At issue in Structural Group was a subcontractor claim asserted against Liberty Mutual Insurance Company ("Liberty Mutual") on a payment bond supplied by the general contractor on a project located at Shippensburg University Student Recreation Center. What is unclear from the court's decision, although suggested within the factual recitation, is that the subcontractor's claims were for additional compensation for delays, inefficiency, extra work and other costs incurred due to alleged differing site conditions. Without embarking on an analysis of whether there were grounds for withholding payment of these claims, the court focused on whether, under a motion to dismiss standard, the subcontractor could even state a claim against Liberty Mutual for recovery of penalty payments and attorneys' fees, among other things, pursuant to the Pennsylvania Contractor and Subcontractor Payment Act ("Contractor and Subcontractor Payment Act").
The first issue raised by the court's approach is whether the Contractor and Subcontractor Payment Act was applicable. Some of the court's uncertainty may have stemmed from some unclear pleading identified by the court in a footnote in its decision. The statutory citation referenced by the court, 62 Pa. Cons. Stat. Ann. §§ 3931–3939, is actually a reference to the Commonwealth Procurement Code ("Procurement Code"), as opposed to the Contractor and Subcontractor Payment Act, which has its statutory residence at 73 P.S. §§ 501–516. Adding to the apparent confusion is the court's conclusion that Liberty Mutual was not responsible for attorneys' fees and penalties, among other things, under the Procurement Code, because the statute does not refer to sureties within its language. On this specific point, it appears the court did not take into account section 3939 of the Procurement Code, which generally was within the realm of the court's scope of discussion, and specifically references a "surety" as a party who may, under certain circumstances, be excused from the obligation to pay lower-tiered subcontractors.

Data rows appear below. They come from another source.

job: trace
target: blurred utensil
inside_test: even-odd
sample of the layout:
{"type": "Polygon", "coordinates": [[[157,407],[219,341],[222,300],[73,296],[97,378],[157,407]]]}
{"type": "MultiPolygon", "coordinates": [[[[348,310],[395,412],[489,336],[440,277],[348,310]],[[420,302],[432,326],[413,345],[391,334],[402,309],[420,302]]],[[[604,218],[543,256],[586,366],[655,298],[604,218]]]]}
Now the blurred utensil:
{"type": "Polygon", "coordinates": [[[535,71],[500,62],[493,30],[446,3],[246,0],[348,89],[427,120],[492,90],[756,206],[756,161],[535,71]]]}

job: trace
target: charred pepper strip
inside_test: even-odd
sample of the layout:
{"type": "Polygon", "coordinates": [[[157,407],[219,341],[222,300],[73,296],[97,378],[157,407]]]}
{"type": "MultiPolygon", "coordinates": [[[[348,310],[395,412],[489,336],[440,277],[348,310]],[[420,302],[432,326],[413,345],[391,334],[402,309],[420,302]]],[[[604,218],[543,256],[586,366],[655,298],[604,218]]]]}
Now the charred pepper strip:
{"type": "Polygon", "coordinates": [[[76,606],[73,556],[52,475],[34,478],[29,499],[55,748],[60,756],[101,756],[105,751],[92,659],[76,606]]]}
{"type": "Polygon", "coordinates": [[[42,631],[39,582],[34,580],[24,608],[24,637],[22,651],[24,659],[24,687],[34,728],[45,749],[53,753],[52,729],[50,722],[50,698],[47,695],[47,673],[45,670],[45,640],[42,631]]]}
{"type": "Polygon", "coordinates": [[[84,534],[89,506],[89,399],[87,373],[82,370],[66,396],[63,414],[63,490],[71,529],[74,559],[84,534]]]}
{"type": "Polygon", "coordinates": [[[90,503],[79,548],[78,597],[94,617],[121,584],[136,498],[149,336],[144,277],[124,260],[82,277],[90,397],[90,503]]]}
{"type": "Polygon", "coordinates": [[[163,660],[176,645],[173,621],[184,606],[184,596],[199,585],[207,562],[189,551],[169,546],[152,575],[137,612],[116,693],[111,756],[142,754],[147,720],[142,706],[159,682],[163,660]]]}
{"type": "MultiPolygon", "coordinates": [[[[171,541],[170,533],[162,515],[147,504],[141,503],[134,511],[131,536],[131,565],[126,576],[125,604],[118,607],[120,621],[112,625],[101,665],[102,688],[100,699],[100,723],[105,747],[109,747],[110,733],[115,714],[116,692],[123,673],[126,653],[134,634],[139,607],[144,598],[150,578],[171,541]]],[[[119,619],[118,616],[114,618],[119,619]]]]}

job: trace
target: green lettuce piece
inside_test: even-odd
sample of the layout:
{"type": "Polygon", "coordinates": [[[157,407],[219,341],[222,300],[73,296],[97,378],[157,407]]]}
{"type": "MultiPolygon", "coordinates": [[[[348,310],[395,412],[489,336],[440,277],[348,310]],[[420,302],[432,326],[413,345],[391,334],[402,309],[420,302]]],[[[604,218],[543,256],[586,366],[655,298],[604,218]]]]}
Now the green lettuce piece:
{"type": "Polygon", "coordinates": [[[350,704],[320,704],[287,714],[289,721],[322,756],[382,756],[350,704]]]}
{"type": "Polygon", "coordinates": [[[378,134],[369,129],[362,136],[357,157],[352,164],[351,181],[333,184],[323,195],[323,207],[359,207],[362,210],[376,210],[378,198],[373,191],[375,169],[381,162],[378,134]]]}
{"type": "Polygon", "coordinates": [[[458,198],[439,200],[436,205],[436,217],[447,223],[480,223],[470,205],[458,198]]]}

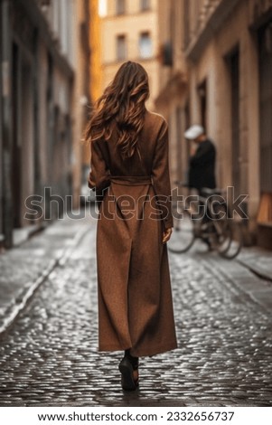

In fairness to the court, there is an apparent split of authority on the ultimate question presented relating to an analogous provision found in the Contractor and Subcontractor Payment Act. At least two other federal courts have concluded that sureties are not responsible for penalty payments, interest and attorneys' fees under the Contractor and Subcontractor Payment Act. See R.W. Sidley v. United States Fidelity & Guaranty Co., 319 F. Supp. 2d 554, 561 (W.D. Pa. 2004) and LBL Skysystems USA, Inc. v. APG-America, Inc., 2005 WL 2140240 (E.D. Pa. Aug. 31, 2005). However, in one case, National Fire Ins. Co. v. Sippel Development Co., Inc., 2006 U.S. Dist. LEXIS 39635 (W.D. Pa. 2006), the federal court refused to vacate an arbitrator's award of attorneys' fees and penalties against a surety, because it believed the law in Pennsylvania on this issue is unclear.
The apparent conflict between the Structural Group and National Fire cases indicates that some difference of views on surety liability under Pennsylvania's prompt payment statutes remains. Future results are likely to depend upon effective advocacy regarding the enforcement or deflection of these additional payment relief mechanisms.